La Cour de justice de l’Union européenne, le 21 décembre 2025, précise les conditions d’application de l’article 102 du Traité sur le fonctionnement de l’Union européenne. Cette décision traite de la qualification d’une pratique de compression des marges et des modalités de définition du marché pertinent dans le secteur des carburants. Un groupe intégré est sanctionné pour avoir vendu des carburants taxés à des prix inférieurs aux produits placés sous un régime de suspension de droits. L’Administrativen sad Sofia-oblast, saisi de ce litige, interroge la Cour sur la nécessité d’établir des parts de marché précises et sur l’inclusion de produits non substituables. La question posée concerne les exigences probatoires de l’abus de position dominante et les critères d’interchangeabilité des produits au stade du commerce de gros. La Cour affirme l’autonomie de l’abus de compression des marges tout en encadrant strictement la délimitation du marché par le prisme de la substituabilité économique.
I. La caractérisation de l’abus de compression des marges
A. L’exigence de position dominante sur le marché en amont
La Cour rappelle qu’une position dominante résulte d’une puissance économique permettant de faire obstacle à une concurrence effective sur le marché en cause. Elle souligne que « la possession, dans la durée, d’une part de marché extrêmement importante constitue, sauf circonstances exceptionnelles, la preuve de l’existence d’une position dominante ». Cette démonstration doit impérativement porter sur le marché en amont pour caractériser une pratique de compression des marges par une entreprise verticalement intégrée. L’autorité de contrôle peut s’appuyer sur d’autres facteurs comme l’existence d’infrastructures essentielles ou de barrières à l’entrée importantes pour établir cette puissance. La juridiction nationale doit vérifier si l’entreprise dispose d’une capacité de comportement indépendant à l’égard de ses concurrents, de ses clients et des consommateurs.

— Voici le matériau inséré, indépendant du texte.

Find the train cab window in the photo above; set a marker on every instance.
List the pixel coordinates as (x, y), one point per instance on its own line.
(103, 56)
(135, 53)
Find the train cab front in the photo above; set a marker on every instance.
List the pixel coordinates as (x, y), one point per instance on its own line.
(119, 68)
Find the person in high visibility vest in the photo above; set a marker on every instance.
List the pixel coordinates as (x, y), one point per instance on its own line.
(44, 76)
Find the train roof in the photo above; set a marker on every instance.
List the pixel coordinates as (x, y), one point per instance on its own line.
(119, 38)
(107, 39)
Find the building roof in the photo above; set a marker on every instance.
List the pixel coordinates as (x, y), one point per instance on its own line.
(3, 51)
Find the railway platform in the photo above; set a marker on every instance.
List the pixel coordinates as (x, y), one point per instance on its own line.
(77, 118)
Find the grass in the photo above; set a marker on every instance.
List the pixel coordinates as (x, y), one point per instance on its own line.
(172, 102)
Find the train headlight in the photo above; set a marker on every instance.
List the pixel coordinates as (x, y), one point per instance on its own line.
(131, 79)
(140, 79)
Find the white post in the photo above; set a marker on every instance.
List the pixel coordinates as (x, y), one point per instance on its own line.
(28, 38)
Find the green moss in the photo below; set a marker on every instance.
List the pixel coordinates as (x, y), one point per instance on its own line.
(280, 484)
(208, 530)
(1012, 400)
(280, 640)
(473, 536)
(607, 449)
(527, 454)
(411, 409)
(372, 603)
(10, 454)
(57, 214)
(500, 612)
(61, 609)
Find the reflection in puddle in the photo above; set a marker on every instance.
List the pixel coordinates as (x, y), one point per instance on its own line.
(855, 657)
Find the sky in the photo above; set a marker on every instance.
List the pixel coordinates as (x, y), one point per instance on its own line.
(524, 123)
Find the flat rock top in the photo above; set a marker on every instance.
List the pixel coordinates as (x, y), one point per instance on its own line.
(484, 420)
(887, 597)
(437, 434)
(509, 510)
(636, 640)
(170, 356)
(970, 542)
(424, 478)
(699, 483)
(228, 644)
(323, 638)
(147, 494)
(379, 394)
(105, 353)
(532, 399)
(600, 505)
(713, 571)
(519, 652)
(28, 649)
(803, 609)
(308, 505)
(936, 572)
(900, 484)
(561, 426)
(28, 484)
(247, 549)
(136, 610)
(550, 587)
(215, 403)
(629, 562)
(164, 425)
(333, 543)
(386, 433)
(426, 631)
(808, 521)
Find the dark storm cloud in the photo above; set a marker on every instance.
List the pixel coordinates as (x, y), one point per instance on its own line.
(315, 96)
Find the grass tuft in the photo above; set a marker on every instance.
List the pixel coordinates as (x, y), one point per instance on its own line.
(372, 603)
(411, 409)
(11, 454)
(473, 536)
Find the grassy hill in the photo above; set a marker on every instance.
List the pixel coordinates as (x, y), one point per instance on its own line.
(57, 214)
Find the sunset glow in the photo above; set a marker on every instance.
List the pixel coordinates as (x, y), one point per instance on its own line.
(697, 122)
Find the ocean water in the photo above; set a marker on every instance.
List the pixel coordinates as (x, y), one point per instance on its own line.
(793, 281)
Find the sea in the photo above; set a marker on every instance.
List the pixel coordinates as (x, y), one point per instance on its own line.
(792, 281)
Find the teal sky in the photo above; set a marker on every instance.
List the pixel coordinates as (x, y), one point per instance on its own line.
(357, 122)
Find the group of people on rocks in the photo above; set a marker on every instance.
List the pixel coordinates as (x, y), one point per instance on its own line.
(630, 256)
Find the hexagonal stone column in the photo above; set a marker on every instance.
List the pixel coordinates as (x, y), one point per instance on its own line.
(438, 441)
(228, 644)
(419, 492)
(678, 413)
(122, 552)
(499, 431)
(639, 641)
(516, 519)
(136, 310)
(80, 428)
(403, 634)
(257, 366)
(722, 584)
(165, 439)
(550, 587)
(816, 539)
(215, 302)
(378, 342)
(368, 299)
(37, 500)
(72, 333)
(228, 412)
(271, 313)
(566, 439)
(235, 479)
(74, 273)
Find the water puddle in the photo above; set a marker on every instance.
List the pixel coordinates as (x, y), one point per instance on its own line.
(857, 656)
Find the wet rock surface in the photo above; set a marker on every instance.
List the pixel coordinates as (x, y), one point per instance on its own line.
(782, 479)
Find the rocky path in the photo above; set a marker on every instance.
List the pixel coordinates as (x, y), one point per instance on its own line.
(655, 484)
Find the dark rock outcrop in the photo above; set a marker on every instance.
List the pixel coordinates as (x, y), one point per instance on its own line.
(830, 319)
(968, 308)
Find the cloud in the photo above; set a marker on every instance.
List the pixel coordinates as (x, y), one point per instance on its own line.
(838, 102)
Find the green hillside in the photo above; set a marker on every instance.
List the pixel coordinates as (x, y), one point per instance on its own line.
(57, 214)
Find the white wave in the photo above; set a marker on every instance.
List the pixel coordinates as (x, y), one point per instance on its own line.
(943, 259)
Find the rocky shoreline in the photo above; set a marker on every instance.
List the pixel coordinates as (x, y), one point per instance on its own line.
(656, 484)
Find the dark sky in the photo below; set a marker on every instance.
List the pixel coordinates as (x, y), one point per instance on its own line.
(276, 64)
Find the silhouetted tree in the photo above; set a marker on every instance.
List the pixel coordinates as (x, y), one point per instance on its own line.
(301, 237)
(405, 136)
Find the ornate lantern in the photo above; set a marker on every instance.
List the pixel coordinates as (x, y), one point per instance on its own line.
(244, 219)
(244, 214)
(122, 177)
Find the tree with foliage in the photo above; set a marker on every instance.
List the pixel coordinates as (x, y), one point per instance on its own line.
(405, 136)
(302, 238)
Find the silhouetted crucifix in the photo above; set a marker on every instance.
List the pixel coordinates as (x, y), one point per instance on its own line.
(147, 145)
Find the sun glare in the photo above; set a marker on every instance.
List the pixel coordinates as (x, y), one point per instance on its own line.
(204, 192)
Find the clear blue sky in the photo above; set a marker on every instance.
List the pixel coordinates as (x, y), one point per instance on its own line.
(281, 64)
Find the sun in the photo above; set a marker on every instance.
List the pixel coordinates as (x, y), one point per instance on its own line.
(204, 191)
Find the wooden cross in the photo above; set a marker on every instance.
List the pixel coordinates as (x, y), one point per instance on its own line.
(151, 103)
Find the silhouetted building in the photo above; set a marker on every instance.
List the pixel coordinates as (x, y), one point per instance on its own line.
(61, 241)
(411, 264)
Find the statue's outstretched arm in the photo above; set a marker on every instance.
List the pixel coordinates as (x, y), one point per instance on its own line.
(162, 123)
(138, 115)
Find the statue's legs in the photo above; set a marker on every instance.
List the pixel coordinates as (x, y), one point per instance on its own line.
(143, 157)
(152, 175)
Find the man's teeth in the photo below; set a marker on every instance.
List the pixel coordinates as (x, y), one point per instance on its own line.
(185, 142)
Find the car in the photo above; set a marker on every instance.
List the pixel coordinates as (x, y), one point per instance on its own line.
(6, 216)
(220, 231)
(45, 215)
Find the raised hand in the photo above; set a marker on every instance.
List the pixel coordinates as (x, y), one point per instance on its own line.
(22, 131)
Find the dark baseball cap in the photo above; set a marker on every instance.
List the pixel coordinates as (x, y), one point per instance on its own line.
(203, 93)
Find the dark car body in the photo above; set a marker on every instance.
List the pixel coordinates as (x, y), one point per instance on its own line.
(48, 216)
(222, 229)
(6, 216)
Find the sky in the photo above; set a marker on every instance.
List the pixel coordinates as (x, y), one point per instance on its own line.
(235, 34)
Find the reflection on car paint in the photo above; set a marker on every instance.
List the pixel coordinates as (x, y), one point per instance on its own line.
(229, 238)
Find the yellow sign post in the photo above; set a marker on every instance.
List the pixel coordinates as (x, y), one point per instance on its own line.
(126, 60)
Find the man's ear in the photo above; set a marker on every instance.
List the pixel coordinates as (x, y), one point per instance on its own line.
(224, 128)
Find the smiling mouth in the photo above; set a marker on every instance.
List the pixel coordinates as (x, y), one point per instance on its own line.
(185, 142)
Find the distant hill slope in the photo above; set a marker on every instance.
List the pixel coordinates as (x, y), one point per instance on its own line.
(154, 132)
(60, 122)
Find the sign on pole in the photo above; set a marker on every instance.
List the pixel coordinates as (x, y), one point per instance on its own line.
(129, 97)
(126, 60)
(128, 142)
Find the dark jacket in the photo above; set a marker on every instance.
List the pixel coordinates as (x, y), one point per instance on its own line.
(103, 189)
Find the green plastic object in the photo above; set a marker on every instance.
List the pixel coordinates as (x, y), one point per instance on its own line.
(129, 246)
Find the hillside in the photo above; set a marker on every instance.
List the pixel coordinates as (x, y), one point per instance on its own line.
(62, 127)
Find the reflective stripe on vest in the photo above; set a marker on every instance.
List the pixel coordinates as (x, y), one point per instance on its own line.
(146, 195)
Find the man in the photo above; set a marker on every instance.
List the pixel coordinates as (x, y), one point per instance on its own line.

B. L’analyse de l’effet d’éviction d’un concurrent aussi efficace
Le caractère abusif d’une telle pratique tarifaire ne dépend pas de l’existence d’une position dominante sur le marché situé en aval de l’entreprise. L’autorité doit toutefois démontrer que l’écart entre les prix en amont et en aval est insuffisant pour couvrir les coûts spécifiques de l’entreprise. Cette analyse repose sur le critère du « concurrent au moins aussi efficace », visant à déterminer si l’entreprise dominante aurait pu opérer sans pertes. Il convient de se référer prioritairement aux coûts de l’entreprise dominante elle-même pour évaluer la licéité de sa politique tarifaire globale. L’abus est constitué lorsque la compression des marges risque de « barrer l’accès du marché aux concurrents » ou de « renforcer la position dominante par une concurrence faussée ».
II. La délimitation rigoureuse du marché de produits pertinent
A. L’importance de la substituabilité du côté de l’offre
La détermination du marché pertinent constitue un préalable indispensable pour apprécier les possibilités de concurrence réelle entre les différents opérateurs économiques. La Cour juge que des produits non substituables fonctionnellement, comme l’essence et le gazole, peuvent appartenir à un même marché de produits. Cette inclusion est possible si les conditions de la concurrence et la structure de l’offre révèlent un degré suffisant d’interchangeabilité économique. Pour les grossistes, l’utilisation d’installations de stockage de nature analogue permet d’offrir indifféremment l’un ou l’autre de ces carburants sans coûts supplémentaires. La notion de marché pertinent implique qu’une « concurrence effective puisse exister entre les produits qui en font partie », par-delà leurs seules caractéristiques objectives.
B. La justification de l’exclusion de substituts fonctionnels partiels
L’exclusion d’un produit comme le gaz de pétrole liquéfié peut être validée malgré sa substituabilité partielle pour le consommateur final de carburants. Une telle distinction repose sur des contraintes logistiques spécifiques liées au transport et au stockage sécurisé de ce type particulier de gaz combustible. La Cour exige que l’autorité de contrôle vérifie si ces exigences techniques empêchent une substitution réelle au niveau du commerce de gros. La substituabilité du côté de la demande reste le « facteur de discipline le plus immédiat et le plus efficace à l’égard des fournisseurs ». Toutefois, l’absence de substituabilité économique au stade de l’approvisionnement justifie de restreindre le périmètre du marché aux seuls produits partageant une infrastructure commune.